Dice mi amigo Paco que los que hemos sido alumnos del Colegio llevamos un sello en la frente, ese sello que, pese a no haber cruzado palabra alguna en muchos casos, nos hace reconocernos en la barra de un bar, en una bulla de Semana Santa o dando un paseo por la playa, aunque el paso del tiempo vaya haciendo de nosotros algo muy distinto física y mentalmente. Estoy de acuerdo con él y es indudable que debe ser por tanto compartido durante años. Quienes fuimos alumnos de San Francisco nos seguimos santiguando ante el retablo de la Virgen que hay en el zaguán, cuando pasamos por esa calle Sor Ángela de los recuerdos, y nunca olvidaremos que fue don Juan Plata (mientras le vendía a nuestros padres la lotería de "Montensión") quien nos enseñó que así debía de ser por siempre. Quienes fuimos alumnos de San Francisco hemos tenido la habilidad de jugar veinte partidos de fútbol a la vez en un mismo patio, impregnados por el olor antiguo del pan recién hecho en el horno de la calle Alcázares. Quienes fuimos alumnos de San Francisco hemos hecho la Primera Comunión ante el misterio de la Cena, o ante la Amargura, en aquel año en que los Terceros permaneció cerrado por obras. En sus patios reímos, lloramos, nos enamoramos por vez primera, recibimos incipientes lecciones de amistad...

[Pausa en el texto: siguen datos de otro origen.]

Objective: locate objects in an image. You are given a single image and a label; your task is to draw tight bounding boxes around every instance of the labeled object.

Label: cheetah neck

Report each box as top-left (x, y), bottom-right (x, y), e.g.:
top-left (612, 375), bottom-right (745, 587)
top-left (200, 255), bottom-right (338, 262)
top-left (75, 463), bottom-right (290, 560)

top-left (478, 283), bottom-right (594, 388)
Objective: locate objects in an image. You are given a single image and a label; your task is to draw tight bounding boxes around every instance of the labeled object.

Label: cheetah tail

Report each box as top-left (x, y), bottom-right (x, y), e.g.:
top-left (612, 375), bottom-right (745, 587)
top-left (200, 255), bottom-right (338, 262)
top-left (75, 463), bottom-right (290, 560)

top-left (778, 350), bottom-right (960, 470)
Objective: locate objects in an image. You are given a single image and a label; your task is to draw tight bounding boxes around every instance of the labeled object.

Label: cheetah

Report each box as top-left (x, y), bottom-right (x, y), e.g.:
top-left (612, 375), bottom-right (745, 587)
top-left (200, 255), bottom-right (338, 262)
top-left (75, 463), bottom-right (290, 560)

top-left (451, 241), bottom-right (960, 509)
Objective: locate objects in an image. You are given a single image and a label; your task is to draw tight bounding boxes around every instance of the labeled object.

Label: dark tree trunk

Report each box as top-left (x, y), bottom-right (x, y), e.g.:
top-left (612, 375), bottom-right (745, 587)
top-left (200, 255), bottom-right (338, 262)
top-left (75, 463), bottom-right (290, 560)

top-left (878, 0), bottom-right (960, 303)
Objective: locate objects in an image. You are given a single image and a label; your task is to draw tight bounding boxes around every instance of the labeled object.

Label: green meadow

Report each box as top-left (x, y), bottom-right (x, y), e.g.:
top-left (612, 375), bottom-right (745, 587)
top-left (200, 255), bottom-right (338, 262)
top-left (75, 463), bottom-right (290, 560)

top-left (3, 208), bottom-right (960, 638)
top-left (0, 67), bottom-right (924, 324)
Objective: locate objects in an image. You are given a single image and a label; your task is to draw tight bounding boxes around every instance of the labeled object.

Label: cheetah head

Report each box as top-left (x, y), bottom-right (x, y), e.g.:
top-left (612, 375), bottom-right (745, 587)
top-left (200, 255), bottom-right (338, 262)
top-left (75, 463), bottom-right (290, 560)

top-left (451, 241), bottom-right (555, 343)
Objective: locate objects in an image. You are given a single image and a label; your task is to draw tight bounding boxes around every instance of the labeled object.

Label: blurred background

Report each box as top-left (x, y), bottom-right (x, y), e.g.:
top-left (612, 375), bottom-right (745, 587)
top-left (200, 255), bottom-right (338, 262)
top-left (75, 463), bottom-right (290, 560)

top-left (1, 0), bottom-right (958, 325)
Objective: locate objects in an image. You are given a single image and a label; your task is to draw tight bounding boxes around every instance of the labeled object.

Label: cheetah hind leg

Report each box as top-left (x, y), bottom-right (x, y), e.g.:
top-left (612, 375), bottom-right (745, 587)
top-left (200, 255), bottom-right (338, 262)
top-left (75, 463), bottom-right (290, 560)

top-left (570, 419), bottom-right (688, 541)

En la memoria de cada uno de los que estuvimos en San Francisco quedarán grabados ciertos nombres, en mi caso: don José Manuel Escamilla, don Juan Oropesa, don Juan Parrilla, el ya citado don Juan Plata... En él nos dieron clase destacados personajes locales, entre otros el entrenador Paco Chaparro, que años después obró el milagro de salvar del descenso a un Betis cogidito con alfileres; o el desaparecido canónigo sevillano don Manuel Benigno García Vázquez, el cura que casó a Felipe González y que medió en ciertos conflictos cofradieros.
Mirar atrás y contar los años que hace que salimos del Colegio nos asusta. Parece que fueron ayer aquellas fiestas de disfraces por Navidad; aquellos pregones de Semana Santa, en los que cantaba Pepe Peregil y a los que acudíamos sobre todo por la copa de después; aquellas cruces de mayo, cuya protagonista, descubrió el niño en una escapada al servicio mientras se preparaba la misma, era una cruz de penitente de la Mortaja revestida de flores... Parece, en definitiva, que no ha pasado el tiempo y que cuando Rufino nos eche hasta de la calle, vamos a coger la pelota para seguir el partido en la puerta de atrás de San Pedro, o si es viernes en San Juan de la Palma...
(A cuatro niños que como yo corretearon esos patios y que hoy son mis mejores amigos. No hace falta nombrarlos. Y a mi amiga Lucía, que nunca olvide que, pese a su marcha del cole, siempre formará parte de él en la memoria de otros niños, aunque como nosotros cinco también crezcan algún día).